I was able to quickly determine that he didn't have a ruptured "globe" (eyeball), and he was begging for relief, so I put a few drops of ophthalmic anesthetic solution into his eye, which made the pain go away quickly. After I pulled his lids back, I was able to achieve fairly good visualization of the surface of his eye. There was one small fleck of tree bark under his upper lid, but otherwise, his eye was free of foreign material. While the surface of his eye remained numb from the anesthetic, I rinsed it carefully with some disinfected water. He was a lucky fellow, because all he had done was to suffer a few small scratches on the white of his eye. If he had not had the great reflexes of youth and been able to duck a bit prior to impact, he easily could have sustained a much worse injury.

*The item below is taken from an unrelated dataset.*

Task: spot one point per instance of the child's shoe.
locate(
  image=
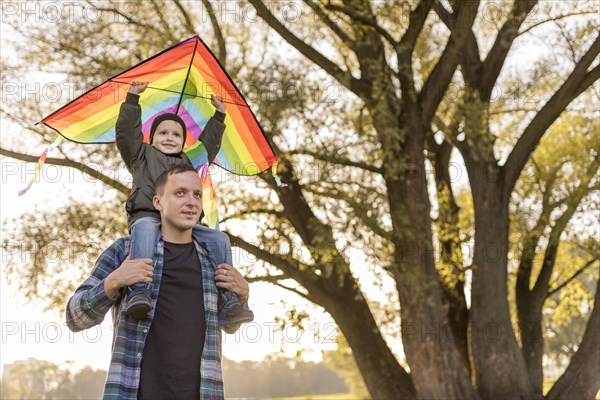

What if that had happened? If an eyeball is perforated, there will be a combination of loss of vision (ranging from hazy vision to blindness), pain, excessive tearing, a dilated pupil, and visible blood in the eye. If that is the case, do not attempt to rinse out the wound vigorously; remove obvious dirt and debris without placing any pressure on the eye. Close the eyelid gently and cover the eye with a protective shield. This can be fashioned by cutting gauze pads or soft cloth to the proper size, or by fashioning a doughnut-shaped shield with a cloth, cravat bandage, or shirt. Another good way to keep pressure off the eye is to cut an eye-sized hole in a stack of gauze pads and place the stack over the eye, taping or wrapping it in place. An eye shield can also be improvised by cutting off the bottom 2 in (5 cm) of a paper cup and taping it over the eye. Metal or plastic pre-shaped eye shields can be carried.

Do not exert pressure on the eyeball, because this can increase the damage. Instruct the victim to keep both eyes closed, and start him on oral ciprofloxacin, penicillin, cephalexin, or erythromycin. Seek immediate medical attention.

If the surface of the eye is merely scratched (abraded), then a corneal (clear part of the eye) or conjunctival (membrane over the white part of the eye) abrasion may have occurred. This will be painful because exposure of sensitive nerves to air is sufficient to provoke a significant pain response. If a corneal abrasion is felt to have occurred, the eye can be treated with topical antibiotic solution and the victim provided with sunglasses if the eye(s) has become sensitive to light. It is no longer deemed absolutely necessary to put a patch over an eye that has suffered a corneal abrasion. However, if the pain is relieved significantly by having the eye closed, this can be accomplished by gently taping a patch over the closed eye or by keeping the lids shut with a piece of tape gently applied over the lids. After 24 hours, the patch or tape should be removed to be certain that there is no underlying infection (which should not be patched) and to see if sufficient healing has occurred to allow the victim to tolerate an unpatched eye.